Ce mardi 4 juin où la communauté musulmane fête l’Aïd El Fitr, le frère de l’ex-chef de l’État burkinabè n’oubliera jamais ce jour. En cause, la justice française a choisi le côté de celle burkinabè dans son dossier. La Cour de cassation française a validé ce mardi la demande d’extradition de François Compaoré vers son pays, le Burkina-Faso. La juridiction française a rejeté le pourvoi déposé par le frère de l’ex-chef de l’État burkinabè déchu.

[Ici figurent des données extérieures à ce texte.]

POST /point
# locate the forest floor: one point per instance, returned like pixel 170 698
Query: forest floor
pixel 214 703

Il faut rappeler que le frère de Blaise Compaoré est mis en cause au Burkina-Faso dans une affaire de meurtre. Il s’agit de l’enquête sur l’assassinat en 1998 du journaliste burkinabè Norbert Zongo. Mais François Compaoré va devoir attendre encore un peu. En effet, son extradition attend l’autorisation de l’exécutif français à travers un décret avant d’être effective. S’il ne fait pas objet d’un recours devant le Conseil d’État. « Ce sont deux décisions très sommaires qui ne sont pas du tout à la mesure des moyens que nous avons présentés », a commenté Me François-Henri Briard, avocat de François Compaoré, avant d’ajouter que si un décret était effectivement signé, il l’attaquerait devant le Conseil d’État, rapporté par l’AFP.

Cette annonce ne peut que faire se réjouir les proches, confrères et surtout la famille du journaliste assassiné qui attendent depuis plus de deux décennies, qu’une lumière soit faite sur les circonstances de l’assassinat de Norbert Zongo. Pour l’opposant burkinabè, Benewende Sankara, « ce sera un soulagement pour les burkinabè » et une occasion pour François Compaoré de « prouver son innocence » dans l’assassinat du Directeur de la publication du journal « L’indépendant », Norbert Zongo.